[The Mysterious Stranger and Other Stories by Mark Twain]@TWC D-Link book
The Mysterious Stranger and Other Stories

CHAPTER 8
19/36

Satan knows, and he said nothing happens that your first act hasn't arranged to happen and made inevitable; and so, of your own motion you can't ever alter the scheme or do a thing that will break a link.

Next we heard screams, and Frau Brandt came wildly plowing and plunging through the crowd with her dress in disorder and hair flying loose, and flung herself upon her dead child with moans and kisses and pleadings and endearments; and by and by she rose up almost exhausted with her outpourings of passionate emotion, and clenched her fist and lifted it toward the sky, and her tear-drenched face grew hard and resentful, and she said: "For nearly two weeks I have had dreams and presentiments and warnings that death was going to strike what was most precious to me, and day and night and night and day I have groveled in the dirt before Him praying Him to have pity on my innocent child and save it from harm--and here is His answer!" Why, He had saved it from harm--but she did not know.
She wiped the tears from her eyes and cheeks, and stood awhile gazing down at the child and caressing its face and its hair with her hands; then she spoke again in that bitter tone: "But in His hard heart is no compassion.
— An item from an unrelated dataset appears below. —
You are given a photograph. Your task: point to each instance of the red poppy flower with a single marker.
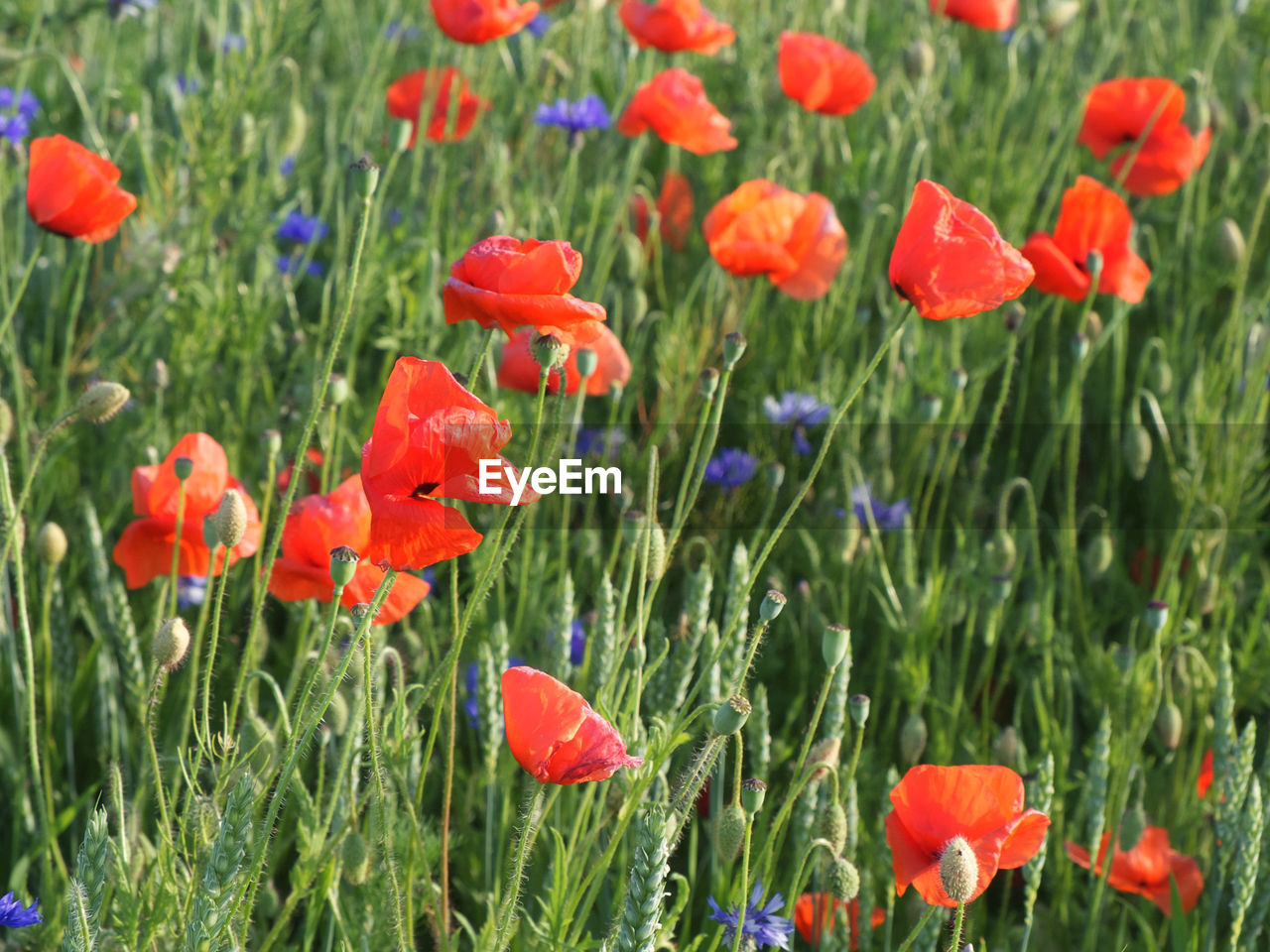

I will never pray again." She gathered her dead child to her bosom and strode away, the crowd falling back to let her pass, and smitten dumb by the awful words they had heard.

Ah, that poor woman! It is as Satan said, we do not know good fortune from bad, and are always mistaking the one for the other.

Many a time since I have heard people pray to God to spare the life of sick persons, but I have never done it.
Both funerals took place at the same time in our little church next day.
Everybody was there, including the party guests.